The uDraw, itself, has been around for a while, having first arrived as a Wii exclusive in 2010. In bringing the technology to high-definition consoles, THQ gave the GameTablet a serious makeover that emphasizes style and performance.
The unit looks and feels great, its sleek form and all-black color scheme blending in perfectly with my Xbox 360 Slim. The GameTablet's construction is solid without feeling bulky, and the grooves underneath the unit make it easy to hold on to while still offering easy access to the directional pad and face buttons. The pressure-sensitive stylus is tethered to the top of the unit, resting just above the touch screen drawing area. The Tablet also features tilt and motion controls.
The GameTablet comes packaged with "uDraw Studio Instant Artist," a suite of various art activities and fun games that really showcase what the device can do. Whether you want to waste time by doodling on a virtual sketch pad or learn about the fundamentals of art through a series of easy-to-understand tutorials, "Instant Artist" offers something for all ages.
Navigating the various menus within "Instant Artist" took some getting used to as there are a ton of different options available for picking your colors and tools. But once I became acquainted with layout, it was simply a matter of letting my creativity take over.

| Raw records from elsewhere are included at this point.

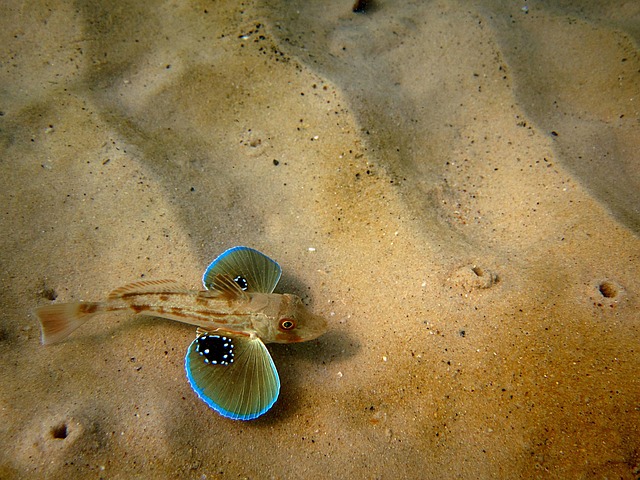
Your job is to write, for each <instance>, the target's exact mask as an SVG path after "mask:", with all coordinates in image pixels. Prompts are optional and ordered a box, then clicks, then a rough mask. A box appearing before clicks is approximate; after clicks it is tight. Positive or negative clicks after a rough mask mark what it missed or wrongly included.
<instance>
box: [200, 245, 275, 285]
mask: <svg viewBox="0 0 640 480" xmlns="http://www.w3.org/2000/svg"><path fill="white" fill-rule="evenodd" d="M217 275H225V276H228V277H229V278H231V279H232V280H233V281H235V282H236V283H237V284H238V286H239V287H240V288H241V289H242V290H244V291H246V292H260V293H271V292H273V289H274V288H276V285H277V284H278V280H280V276H281V275H282V269H281V268H280V265H278V263H277V262H276V261H275V260H272V259H270V258H269V257H267V256H266V255H265V254H264V253H260V252H259V251H257V250H254V249H253V248H249V247H233V248H230V249H229V250H227V251H225V252H223V253H221V254H220V256H218V258H216V259H215V260H214V261H213V262H211V264H210V265H209V266H208V267H207V270H206V271H205V272H204V275H203V277H202V283H203V284H204V287H205V288H206V289H207V290H211V289H214V288H215V285H214V284H215V278H216V276H217Z"/></svg>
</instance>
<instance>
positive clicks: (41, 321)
mask: <svg viewBox="0 0 640 480" xmlns="http://www.w3.org/2000/svg"><path fill="white" fill-rule="evenodd" d="M103 309H104V305H103V304H101V303H97V302H79V303H61V304H57V305H47V306H45V307H39V308H36V315H37V317H38V320H40V328H41V330H42V336H41V341H42V344H43V345H49V344H51V343H56V342H59V341H60V340H63V339H64V338H65V337H67V336H68V335H69V334H70V333H71V332H73V331H74V330H75V329H76V328H78V327H80V326H81V325H83V324H84V323H85V322H87V320H89V319H90V318H91V317H93V316H94V315H95V314H97V313H100V312H101V311H103Z"/></svg>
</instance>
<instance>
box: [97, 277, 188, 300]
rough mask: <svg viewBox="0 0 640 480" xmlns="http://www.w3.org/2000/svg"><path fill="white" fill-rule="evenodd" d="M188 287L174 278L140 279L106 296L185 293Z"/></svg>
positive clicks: (114, 290) (112, 292)
mask: <svg viewBox="0 0 640 480" xmlns="http://www.w3.org/2000/svg"><path fill="white" fill-rule="evenodd" d="M187 292H189V289H188V288H187V287H185V286H184V285H182V284H181V283H179V282H177V281H175V280H142V281H140V282H135V283H130V284H128V285H125V286H124V287H120V288H116V289H115V290H114V291H113V292H111V293H110V294H109V296H108V297H107V298H108V299H109V300H115V299H118V298H124V297H130V296H133V295H144V294H146V293H187Z"/></svg>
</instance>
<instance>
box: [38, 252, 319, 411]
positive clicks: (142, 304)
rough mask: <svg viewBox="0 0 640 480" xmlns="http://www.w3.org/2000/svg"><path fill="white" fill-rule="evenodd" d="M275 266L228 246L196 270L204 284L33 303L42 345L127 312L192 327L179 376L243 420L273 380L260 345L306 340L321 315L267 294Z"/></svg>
mask: <svg viewBox="0 0 640 480" xmlns="http://www.w3.org/2000/svg"><path fill="white" fill-rule="evenodd" d="M280 275H281V269H280V266H279V265H278V264H277V263H276V262H275V261H273V260H271V259H270V258H269V257H267V256H266V255H264V254H262V253H260V252H258V251H257V250H253V249H250V248H248V247H234V248H232V249H229V250H227V251H226V252H224V253H223V254H221V255H220V256H219V257H218V258H217V259H216V260H214V261H213V262H212V263H211V264H210V265H209V267H208V268H207V270H206V271H205V274H204V276H203V284H204V286H205V288H206V290H203V291H198V290H190V289H188V288H186V287H184V286H182V285H181V284H179V283H178V282H175V281H173V280H147V281H141V282H136V283H132V284H129V285H125V286H124V287H121V288H118V289H116V290H114V291H113V292H111V293H110V294H109V296H108V297H107V299H106V300H104V301H102V302H78V303H68V304H54V305H48V306H45V307H40V308H38V309H36V315H37V316H38V319H39V320H40V323H41V327H42V343H43V344H51V343H56V342H59V341H61V340H62V339H64V338H65V337H67V336H68V335H69V334H70V333H71V332H73V331H74V330H75V329H76V328H78V327H80V326H81V325H82V324H84V323H85V322H86V321H88V320H89V319H90V318H91V317H93V316H94V315H97V314H101V313H109V312H118V311H130V312H133V313H135V314H140V315H148V316H153V317H161V318H167V319H171V320H176V321H179V322H183V323H187V324H191V325H195V326H197V327H198V329H197V336H196V339H195V340H194V341H193V342H192V343H191V345H190V346H189V349H188V350H187V355H186V358H185V369H186V372H187V378H188V380H189V383H190V384H191V386H192V388H193V389H194V390H195V392H196V393H197V394H198V396H199V397H200V398H201V399H202V400H203V401H205V402H206V403H207V404H208V405H209V406H210V407H212V408H213V409H215V410H216V411H218V412H219V413H220V414H222V415H224V416H226V417H229V418H233V419H242V420H250V419H253V418H256V417H258V416H260V415H262V414H263V413H265V412H266V411H267V410H268V409H269V408H271V406H272V405H273V403H275V401H276V399H277V397H278V394H279V391H280V380H279V377H278V373H277V370H276V368H275V365H274V364H273V360H272V359H271V356H270V354H269V352H268V350H267V349H266V347H265V345H264V344H265V343H271V342H274V343H294V342H302V341H306V340H311V339H314V338H316V337H318V336H319V335H321V334H322V333H324V332H325V331H326V328H327V323H326V321H325V320H324V319H323V318H322V317H320V316H317V315H314V314H312V313H311V312H309V311H308V310H307V309H306V307H305V306H304V304H303V303H302V300H301V299H300V298H299V297H298V296H296V295H292V294H276V293H272V292H273V289H274V288H275V286H276V284H277V282H278V280H279V278H280Z"/></svg>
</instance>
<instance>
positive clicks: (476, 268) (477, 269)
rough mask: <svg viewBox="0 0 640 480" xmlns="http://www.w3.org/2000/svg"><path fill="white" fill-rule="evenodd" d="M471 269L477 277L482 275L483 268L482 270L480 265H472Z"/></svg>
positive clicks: (483, 274) (483, 270) (481, 275)
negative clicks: (475, 265)
mask: <svg viewBox="0 0 640 480" xmlns="http://www.w3.org/2000/svg"><path fill="white" fill-rule="evenodd" d="M471 270H472V271H473V273H475V274H476V275H477V276H478V277H482V276H483V275H484V270H482V269H481V268H480V267H473V268H472V269H471Z"/></svg>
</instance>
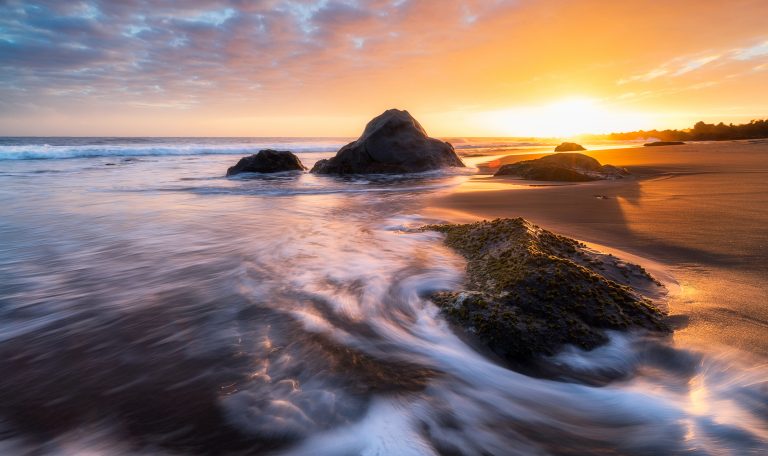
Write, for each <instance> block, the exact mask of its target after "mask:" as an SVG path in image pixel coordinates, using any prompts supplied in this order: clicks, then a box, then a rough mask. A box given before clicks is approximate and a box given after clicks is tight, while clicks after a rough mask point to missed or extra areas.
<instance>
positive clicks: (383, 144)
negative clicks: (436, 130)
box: [311, 109, 464, 174]
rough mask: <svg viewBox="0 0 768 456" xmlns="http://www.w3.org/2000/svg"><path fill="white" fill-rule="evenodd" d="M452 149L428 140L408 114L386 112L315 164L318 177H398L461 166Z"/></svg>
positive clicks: (418, 126)
mask: <svg viewBox="0 0 768 456" xmlns="http://www.w3.org/2000/svg"><path fill="white" fill-rule="evenodd" d="M463 166H464V163H462V161H461V159H460V158H459V156H458V155H456V151H454V149H453V146H451V145H450V144H449V143H447V142H444V141H441V140H439V139H435V138H430V137H429V136H427V132H426V131H424V128H423V127H422V126H421V125H420V124H419V122H418V121H417V120H416V119H414V118H413V116H411V115H410V114H409V113H408V111H400V110H397V109H390V110H388V111H385V112H384V113H383V114H381V115H379V116H378V117H376V118H374V119H373V120H371V121H370V122H368V125H366V127H365V131H363V134H362V135H361V136H360V138H358V139H357V140H356V141H353V142H351V143H349V144H347V145H346V146H344V147H342V148H341V149H340V150H339V151H338V152H337V153H336V155H335V156H334V157H332V158H329V159H327V160H320V161H318V162H317V163H316V164H315V166H314V167H313V168H312V171H311V172H313V173H318V174H378V173H384V174H399V173H416V172H422V171H430V170H434V169H440V168H447V167H463Z"/></svg>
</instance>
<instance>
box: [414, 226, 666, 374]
mask: <svg viewBox="0 0 768 456" xmlns="http://www.w3.org/2000/svg"><path fill="white" fill-rule="evenodd" d="M422 230H430V231H439V232H442V233H445V234H446V238H445V243H446V244H447V245H448V246H449V247H452V248H453V249H455V250H457V251H458V252H459V253H461V254H462V255H463V256H464V257H466V259H467V281H466V284H465V289H464V290H457V291H450V292H438V293H436V294H434V295H433V296H432V299H433V301H434V302H435V303H436V304H437V305H438V306H439V307H440V308H441V309H442V311H443V312H444V314H445V315H446V316H447V318H448V320H449V321H451V322H452V323H454V324H457V325H458V326H460V327H462V328H464V330H465V331H466V332H468V333H470V334H473V335H474V336H476V337H477V338H478V339H479V340H480V341H481V342H483V343H484V344H485V345H486V346H487V347H488V348H490V350H492V351H493V352H495V353H496V354H497V355H499V356H501V357H502V358H505V359H507V360H509V361H525V360H527V359H531V358H534V357H536V356H537V355H551V354H553V353H555V351H556V350H557V349H559V348H560V347H562V346H563V345H565V344H573V345H576V346H579V347H582V348H585V349H592V348H594V347H596V346H598V345H601V344H603V343H605V342H606V341H607V337H606V335H605V333H604V330H606V329H613V330H626V329H631V328H637V329H644V330H649V331H662V332H666V331H669V327H668V326H667V324H666V323H665V318H664V313H663V312H662V311H661V310H660V309H659V308H658V307H656V306H655V305H654V304H653V303H652V302H651V301H650V300H649V299H647V298H646V297H644V296H643V295H642V294H641V293H640V290H643V291H644V292H653V291H657V292H658V291H660V290H662V289H663V288H662V287H661V284H660V283H658V282H657V281H655V280H654V279H653V278H652V277H651V276H650V275H649V274H648V273H647V272H646V271H645V270H644V269H642V268H641V267H640V266H636V265H632V264H628V263H624V262H622V261H620V260H619V259H618V258H616V257H613V256H610V255H603V254H600V253H597V252H595V251H593V250H590V249H588V248H587V247H586V246H585V245H584V244H582V243H580V242H578V241H575V240H573V239H570V238H567V237H564V236H560V235H557V234H554V233H552V232H549V231H547V230H544V229H541V228H539V227H537V226H535V225H533V224H531V223H530V222H527V221H526V220H524V219H522V218H517V219H497V220H493V221H483V222H477V223H472V224H466V225H450V224H449V225H428V226H425V227H422Z"/></svg>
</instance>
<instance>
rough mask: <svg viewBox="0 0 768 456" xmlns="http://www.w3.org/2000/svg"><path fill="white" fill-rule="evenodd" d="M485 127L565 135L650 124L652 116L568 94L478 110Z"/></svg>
mask: <svg viewBox="0 0 768 456" xmlns="http://www.w3.org/2000/svg"><path fill="white" fill-rule="evenodd" d="M481 118H482V122H483V123H485V124H486V125H487V126H488V127H489V128H493V129H494V130H497V131H504V132H506V134H508V135H510V136H529V135H530V136H541V137H562V138H568V137H572V136H575V135H578V134H582V133H610V132H612V131H624V130H631V129H633V128H642V127H643V126H646V125H651V124H652V116H650V115H645V114H642V113H637V112H627V111H622V110H619V109H616V108H613V107H610V106H607V105H605V104H603V103H601V102H600V101H599V100H597V99H594V98H588V97H570V98H565V99H561V100H557V101H554V102H551V103H548V104H545V105H540V106H528V107H518V108H512V109H504V110H498V111H488V112H485V113H482V114H481Z"/></svg>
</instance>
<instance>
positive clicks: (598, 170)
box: [495, 153, 629, 182]
mask: <svg viewBox="0 0 768 456" xmlns="http://www.w3.org/2000/svg"><path fill="white" fill-rule="evenodd" d="M628 174H629V172H627V170H626V169H624V168H618V167H616V166H613V165H601V164H600V162H599V161H597V160H595V159H594V158H592V157H590V156H588V155H584V154H578V153H559V154H552V155H547V156H544V157H541V158H539V159H537V160H525V161H520V162H517V163H511V164H508V165H504V166H502V167H501V168H499V170H498V171H496V174H495V175H496V176H519V177H522V178H523V179H531V180H544V181H566V182H587V181H593V180H601V179H618V178H621V177H623V176H626V175H628Z"/></svg>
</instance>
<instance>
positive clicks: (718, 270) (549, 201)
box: [431, 141, 768, 357]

I was impressed by how accurate the GameTablet's stylus and touch pad were in capturing my movements. While rapid scribbles were sometimes missed, the GameTablet did a fantastic job of keeping up with my strokes. I also liked being able to use the touch screen to pinch and zoom in as I was creating.
"Instant Artist" offers countless hours of game play on its own, but THQ has also released two additional titles for uDraw - "Marvel Super Hero Squad: Comic Combat" and "Pictionary: Ultimate Edition." Both games make excellent use of the GameTablet's full range of capabilities, though some camera issues hamper the overall experience in "Comic Combat." Despite this, my two boys enjoyed playing through "Super Hero Squad," and "Pictionary" has quickly become a staple of our family game night.
There's no denying the appeal of uDraw to younger gamers and families - the original Wii version has shipped nearly two million units worldwide. But for the device to reach its full potential, I believe THQ will need to incorporate the uDraw into more mainstream games. Whether it's including GameTablet functionality in THQ's own titles (imagine using the Tablet to create logos and designs for "WWE 12" and "Saints Row: The Third") or opening up the device to third-party publishers (who wouldn't want to use the Tablet to draw up plays in "Madden"?), the possibilities are endless.